I’ve made it to two weeks of abstinence. My first day back at work was stressful, (new surroundings, new people and new cows!) and the dairyman smoked in front of me. I didn’t know whether to hug him or choke him. It smelled SO GOOD. I also did what I used to do with food when I was stressed- binge. On the way home, I caught myself doing the familiar thing of looking for somewhere to stop, but this time to buy cigarettes and matches, not food. Funny how some habits stay the same?
I sped home in quick time, and was so relieved to be in the house. At home is a ‘safe’ place now, as there are no temptations and I feel no urge to smoke when I’m in the house. I realised that I’ve kind of been ‘hiding’ at home to stay away from cigarettes and that I’m going to have to integrate myself back into society at some point. I suppose work will be the first step.

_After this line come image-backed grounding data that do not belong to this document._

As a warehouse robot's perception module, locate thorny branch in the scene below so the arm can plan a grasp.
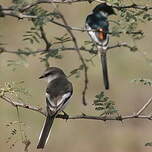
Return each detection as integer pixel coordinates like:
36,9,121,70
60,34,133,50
0,95,152,121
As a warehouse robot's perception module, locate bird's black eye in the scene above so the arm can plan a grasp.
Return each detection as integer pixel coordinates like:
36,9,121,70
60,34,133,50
45,72,53,77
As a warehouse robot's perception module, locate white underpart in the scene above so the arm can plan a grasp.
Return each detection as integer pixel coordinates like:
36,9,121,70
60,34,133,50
57,92,71,112
46,92,71,112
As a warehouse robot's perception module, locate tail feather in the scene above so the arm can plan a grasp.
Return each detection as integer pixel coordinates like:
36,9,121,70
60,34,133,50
37,115,54,149
99,50,109,89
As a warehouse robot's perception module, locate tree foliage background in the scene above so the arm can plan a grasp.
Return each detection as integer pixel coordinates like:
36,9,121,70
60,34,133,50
0,0,152,152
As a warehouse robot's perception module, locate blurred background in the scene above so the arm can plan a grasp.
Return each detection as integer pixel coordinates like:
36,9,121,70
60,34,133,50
0,0,152,152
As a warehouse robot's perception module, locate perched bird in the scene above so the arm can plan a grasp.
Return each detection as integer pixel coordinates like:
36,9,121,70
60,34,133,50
85,3,115,89
37,67,73,149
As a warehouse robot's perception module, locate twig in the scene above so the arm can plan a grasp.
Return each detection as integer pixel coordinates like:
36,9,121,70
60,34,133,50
58,11,88,105
0,96,46,116
0,42,135,55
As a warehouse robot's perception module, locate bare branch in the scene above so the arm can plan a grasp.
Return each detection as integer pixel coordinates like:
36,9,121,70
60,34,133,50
0,96,152,121
56,12,89,105
0,96,46,116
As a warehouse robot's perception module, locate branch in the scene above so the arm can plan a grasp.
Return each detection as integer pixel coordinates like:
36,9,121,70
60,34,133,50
0,42,135,55
40,26,51,51
0,95,152,121
113,3,152,11
58,11,88,105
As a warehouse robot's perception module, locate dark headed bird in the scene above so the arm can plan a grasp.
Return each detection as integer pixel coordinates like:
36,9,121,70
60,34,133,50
85,3,115,89
37,67,73,149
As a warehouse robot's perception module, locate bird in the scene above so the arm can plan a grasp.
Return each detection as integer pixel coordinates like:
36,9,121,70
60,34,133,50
37,67,73,149
85,3,116,89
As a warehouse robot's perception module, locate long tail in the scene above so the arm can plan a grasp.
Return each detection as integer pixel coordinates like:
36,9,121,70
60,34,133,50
99,48,109,89
37,115,54,149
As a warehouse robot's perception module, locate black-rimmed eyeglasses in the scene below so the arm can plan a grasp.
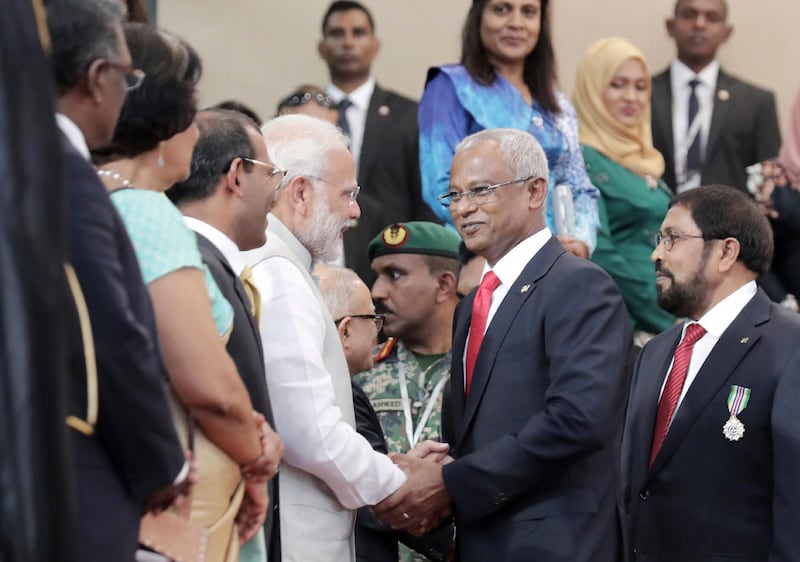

I still can’t admit that I feel any ‘healthier’ for stopping, but that will take time. My sense of smell is improving, and I’ve also found out I actually don’t like Doritos! I’ve only ever eaten cheese Doritos as a smoker, and I’ve always loved them. I now realise that they have a horrible, artificial aftertaste and they ain’t all that. Being pretty hefty in ProPoints, I suppose this is a good thing! So my taste buds must be returning to their former glory too……..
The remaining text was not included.